For a story on heart rate, I started wearing a chest strap monitor yesterday, and in the evening I took a very brief run — about eight minutes. It felt a little pathetic, but my heart-rate did skyrocket, and it seems marginally less pathetic in light of today’s updated government recommendations for exercise, which allow workouts of less than ten minutes to count toward recommended weekly goals.
As the JAMA report’s authors write, “bouts of a prescribed duration are not essential,” and short bursts — taking the stairs, parking farther from a destination — can accumulate. Or, as they repeat throughout: “moving more and sitting less will benefit nearly everyone.”
The other main development since the Physical Activity Guidelines were last issued (in 2008) is that preschool-age children (ages 3–5) are now advised to get at least three hours of combined light, moderate, and vigorous aerobic exercise, “to enhance growth and development.” (Or, their caretakers are advised to keep that in mind.)
Mostly, though, the guidelines have stayed the same, with the weekly recommendations for an adult being 150–300 minutes (2.5–5 hours) of moderate-intensity aerobic exercise (brisk walking, yard work) or 75–150 minutes (1.25–2.5 hours) of vigorous-intensity aerobic exercise (running, bicycling) — or some combination the two. Muscle-strengthening activities (weight lifting, resistance training) are also recommended at least twice a week. Pregnant and postpartum women are advised to get 150 minutes (2.5 hours) of moderate-intensity aerobic activity, and adults 65 and older are advised to incorporate balance training into their routines, too (lunges, walking backward).

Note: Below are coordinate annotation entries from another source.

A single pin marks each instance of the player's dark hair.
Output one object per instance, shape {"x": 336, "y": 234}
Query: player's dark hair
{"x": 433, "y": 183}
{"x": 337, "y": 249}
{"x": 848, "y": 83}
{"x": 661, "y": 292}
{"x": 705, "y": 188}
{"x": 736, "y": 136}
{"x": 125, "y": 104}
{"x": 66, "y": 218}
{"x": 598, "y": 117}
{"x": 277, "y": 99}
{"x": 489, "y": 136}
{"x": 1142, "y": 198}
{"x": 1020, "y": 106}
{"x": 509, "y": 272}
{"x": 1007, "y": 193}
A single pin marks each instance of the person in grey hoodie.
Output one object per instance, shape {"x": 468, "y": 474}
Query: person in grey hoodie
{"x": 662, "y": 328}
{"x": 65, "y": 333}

If you’re wondering “But what does that look like?” the report also includes a fun three-minute video. (“Walking is a good first step.”)
Not that these guidelines are necessarily doing much: Despite the advice, apparently only 26 percent of men, 19 percent of women, and 20 percent of adolescents report meeting the recommended minimums. And in the United States, 10 percent of premature deaths and $117 billion in health-care costs are associated with “inadequate physical activity.”
On a positive note, the guidelines do endorse fitness technology — such as step counters, wearable devices, and fitness apps — as useful potential counters to our general lethargy. Anecdotally based on my shame-driven brief run last night to spike my heart-rate, I can back this up. This isn’t exactly the same, but I once kept going to an exercise class in part because they gave out free socks and took your picture when you crossed certain thresholds.